Dietel Palace (Pałac Dietla) is a neo-baroque palace built for Heinrich Dietel, located in Sosnowiec (Poland).

== Architecture ==
The palace consists of two parts: narrower north and broader the south. Facades are made of brick, with details made of plaster and artificial stone. The building is covered with mansard roofs.

== Interiors ==
The interiors of the palace have retained some of the original equipment and decor, which makes the property a particularly valuable monument. The representative rooms are located on the first floor. These are:
- Ballroom : the two-storey ballroom is in the style of Louis XV. Walls decorate with mirrors and stucco. A small balcony was located in the western wall.
- Neobarock dining room : the second largest in the palace, is also called a Dutch room or couch room. In the dining room there is an oak wood paneling with the sideboards in it. An additional decoration is the panels with decorations referring to the Dutch painting of Delft.
- Neo-Roman pipe room : decorated with paneling with plant and animal motifs in which the cabinets and the seat have been integrated.
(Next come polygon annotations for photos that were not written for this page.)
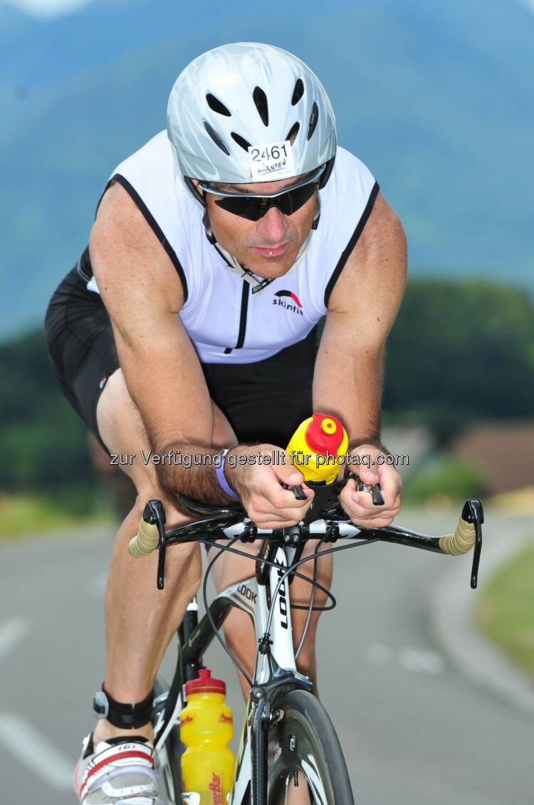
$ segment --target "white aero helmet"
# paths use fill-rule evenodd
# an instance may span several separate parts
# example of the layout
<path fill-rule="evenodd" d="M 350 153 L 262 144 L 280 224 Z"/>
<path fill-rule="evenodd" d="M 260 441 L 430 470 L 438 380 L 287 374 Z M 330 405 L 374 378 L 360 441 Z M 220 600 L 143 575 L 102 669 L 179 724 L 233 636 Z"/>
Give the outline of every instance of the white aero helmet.
<path fill-rule="evenodd" d="M 197 56 L 172 87 L 167 121 L 186 179 L 276 181 L 323 167 L 322 187 L 333 165 L 336 123 L 323 85 L 273 45 L 237 42 Z"/>

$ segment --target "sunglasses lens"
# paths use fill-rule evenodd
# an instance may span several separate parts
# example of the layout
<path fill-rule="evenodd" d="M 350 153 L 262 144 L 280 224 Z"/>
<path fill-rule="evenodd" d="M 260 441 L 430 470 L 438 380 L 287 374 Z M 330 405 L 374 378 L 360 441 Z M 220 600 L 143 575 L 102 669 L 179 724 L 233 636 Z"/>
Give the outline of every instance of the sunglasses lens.
<path fill-rule="evenodd" d="M 284 215 L 292 215 L 312 197 L 317 187 L 317 182 L 303 184 L 300 188 L 288 190 L 279 196 L 227 196 L 218 199 L 215 204 L 227 213 L 238 215 L 249 221 L 259 221 L 271 207 L 278 207 Z"/>

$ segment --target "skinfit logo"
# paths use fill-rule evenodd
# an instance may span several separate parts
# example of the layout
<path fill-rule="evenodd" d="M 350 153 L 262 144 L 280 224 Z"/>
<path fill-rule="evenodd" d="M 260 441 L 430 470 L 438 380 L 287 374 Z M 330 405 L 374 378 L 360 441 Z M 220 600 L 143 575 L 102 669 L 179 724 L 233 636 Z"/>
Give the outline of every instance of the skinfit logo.
<path fill-rule="evenodd" d="M 272 300 L 273 304 L 279 305 L 280 308 L 285 308 L 286 310 L 290 310 L 292 313 L 298 313 L 299 316 L 304 316 L 302 310 L 302 303 L 300 299 L 294 294 L 292 291 L 277 291 L 275 294 L 277 298 Z M 284 296 L 288 296 L 289 299 L 292 299 L 295 304 L 290 304 L 289 302 L 285 302 L 283 299 Z"/>

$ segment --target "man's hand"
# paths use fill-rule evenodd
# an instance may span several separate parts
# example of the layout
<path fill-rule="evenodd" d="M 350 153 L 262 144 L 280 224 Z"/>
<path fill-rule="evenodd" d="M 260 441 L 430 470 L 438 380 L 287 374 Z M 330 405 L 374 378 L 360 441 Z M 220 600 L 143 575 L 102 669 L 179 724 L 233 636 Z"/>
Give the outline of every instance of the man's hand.
<path fill-rule="evenodd" d="M 271 458 L 270 463 L 263 463 Z M 240 464 L 245 461 L 246 464 Z M 303 486 L 306 500 L 297 501 L 291 489 L 280 482 L 300 485 L 301 473 L 291 464 L 289 456 L 272 444 L 234 448 L 226 453 L 225 475 L 239 494 L 246 514 L 260 528 L 284 528 L 295 526 L 310 507 L 312 489 Z"/>
<path fill-rule="evenodd" d="M 383 506 L 374 506 L 369 492 L 358 492 L 354 479 L 347 481 L 339 496 L 340 502 L 352 522 L 363 528 L 382 528 L 389 526 L 400 511 L 400 489 L 402 481 L 396 469 L 387 464 L 375 463 L 376 456 L 383 452 L 370 444 L 361 444 L 352 450 L 350 457 L 370 456 L 370 461 L 350 464 L 354 475 L 359 476 L 364 484 L 380 484 Z M 367 467 L 366 464 L 370 466 Z"/>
Additional room decoration is two stained glass windows.
- The Art Nouveau Cabinet : connected to the dining room through a massive sliding door. The ceiling is decorated with stucco decoration.
- Bathroom : rich bathroom facilities have remained almost unchanged. This exclusive palace bathroom "played" among others. In the film Between the mouth and the shores of the cup.

== History ==
The first plans of the building were created in the 1880s and signed by Waligórski. The final project was created in 1890. Around the year 1900, with the completion of the palace, a parked walled premise, with a conservatory and elements of small architecture, was created. The palace was part of the patronage team, including the park, the former factory, the workers' settlement, and the evangelical church. As a Dietel family residence, the palace functioned until 1945. In January of that year it was occupied by the Soviet NKVD commanding the city for its needs. At that time, many parts of the palace and equipment were destroyed. Until 1997 the seat of the School of Music. Since 1997 the building has been privately owned. Since the same year renovation work has begun. From 2016 it is possible to explore the facility, rent halls for banquets with accommodations.